Inception date October 1991
Benchmark Bloomberg AusBond Composite 0+ Yr Index
Management fee Negotiable
Performance fee Nil
Buy/Sell spread Nil
Minimum investment Negotiable
Investment approach
  • The primary focus of the Fund is to add steady incremental returns over the benchmark while closely controlling the volatility in the excess return;
  • We believe debt markets are not efficient and can be systematically exploited, to extract positive returns, within an active management process that also implements risk mitigation measures;
  • We are a ‘top-down’ driven manager employing a scenario based methodology that is combined with a robust risk management process;
  • Sophisticated in-house analytics drive yield curve strategies; the “rolldown” element in yield curves is a key source of excess returns;
  • Credit strategies combine our ‘top-down’ macro view with focused ‘bottom-up’ credit analysis;
  • The Fund has a cautious approach to duration making it potentially attractive in terms of risk/return. The maximum deviation in duration is 3 months;
  • All security investments are well rated with minimum ratings of A2(Short Term) or A- (Long Term) as rated by Standard & Poors;
  • Core and tactical investment strategies are used to generate excess returns for the portfolio and minimise market volatility;
  • The Fund utilises various risk mitigation strategies - such as interest rate and credit derivatives to protect against adverse market risks.
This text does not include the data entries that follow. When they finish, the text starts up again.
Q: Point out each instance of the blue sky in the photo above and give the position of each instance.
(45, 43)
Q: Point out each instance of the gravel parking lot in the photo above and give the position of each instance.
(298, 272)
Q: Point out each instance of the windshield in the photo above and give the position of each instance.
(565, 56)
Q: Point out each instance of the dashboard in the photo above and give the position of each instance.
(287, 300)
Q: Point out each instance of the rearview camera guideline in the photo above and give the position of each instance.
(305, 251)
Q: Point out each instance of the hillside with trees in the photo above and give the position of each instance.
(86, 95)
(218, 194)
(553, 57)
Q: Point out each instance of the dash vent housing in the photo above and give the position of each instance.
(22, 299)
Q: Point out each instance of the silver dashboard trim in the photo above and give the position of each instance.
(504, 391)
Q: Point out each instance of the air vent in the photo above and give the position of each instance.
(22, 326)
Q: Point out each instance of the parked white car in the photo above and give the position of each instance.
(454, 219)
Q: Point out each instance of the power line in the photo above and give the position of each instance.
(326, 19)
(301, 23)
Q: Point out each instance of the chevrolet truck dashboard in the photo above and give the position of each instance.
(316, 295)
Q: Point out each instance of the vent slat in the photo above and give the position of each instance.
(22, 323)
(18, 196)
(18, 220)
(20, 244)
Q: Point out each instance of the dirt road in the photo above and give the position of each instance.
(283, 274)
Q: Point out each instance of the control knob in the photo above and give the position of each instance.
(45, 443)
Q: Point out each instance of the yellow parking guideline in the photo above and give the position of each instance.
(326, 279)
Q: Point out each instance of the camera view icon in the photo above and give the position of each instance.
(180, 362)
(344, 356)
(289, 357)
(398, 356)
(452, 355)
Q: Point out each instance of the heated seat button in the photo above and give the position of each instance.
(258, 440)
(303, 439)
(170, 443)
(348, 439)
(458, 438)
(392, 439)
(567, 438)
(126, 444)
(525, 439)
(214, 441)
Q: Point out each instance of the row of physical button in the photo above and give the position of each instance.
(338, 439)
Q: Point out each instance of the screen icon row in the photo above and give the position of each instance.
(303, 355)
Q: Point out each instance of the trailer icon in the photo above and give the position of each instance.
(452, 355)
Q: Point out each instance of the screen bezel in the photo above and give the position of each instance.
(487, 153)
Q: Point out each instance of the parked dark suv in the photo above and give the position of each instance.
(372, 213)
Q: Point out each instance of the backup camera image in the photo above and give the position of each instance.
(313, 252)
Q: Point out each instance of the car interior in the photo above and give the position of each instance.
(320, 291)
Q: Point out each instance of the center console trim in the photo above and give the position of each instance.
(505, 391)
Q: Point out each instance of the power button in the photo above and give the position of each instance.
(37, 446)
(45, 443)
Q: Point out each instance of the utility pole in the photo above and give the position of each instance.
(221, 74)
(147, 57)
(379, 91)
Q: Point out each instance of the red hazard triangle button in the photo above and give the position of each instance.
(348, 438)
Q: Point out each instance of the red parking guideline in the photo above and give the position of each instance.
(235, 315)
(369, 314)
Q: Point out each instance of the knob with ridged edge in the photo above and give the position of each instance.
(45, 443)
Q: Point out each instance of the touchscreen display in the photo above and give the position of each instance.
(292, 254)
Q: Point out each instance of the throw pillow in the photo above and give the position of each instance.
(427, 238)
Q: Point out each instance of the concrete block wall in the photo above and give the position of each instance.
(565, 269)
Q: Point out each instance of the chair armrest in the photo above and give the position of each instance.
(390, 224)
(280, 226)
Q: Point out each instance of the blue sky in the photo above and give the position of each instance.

Risks specific to investments in fixed income instruments may include:

  • credit and default risk (the value of the Fund's investments may be sensitive to changes to credit spreads and/or default due to a deterioration in a bond issuers ability to repay debt)
  • interest rate risk (the value of the relevant Fund’s investments may be sensitive to changes to interest rates)
  • inflation risk (the risk of inflation being higher than anticipated), and
  • liquidity risk (the risk of not being able to find a buyer in a timely manner).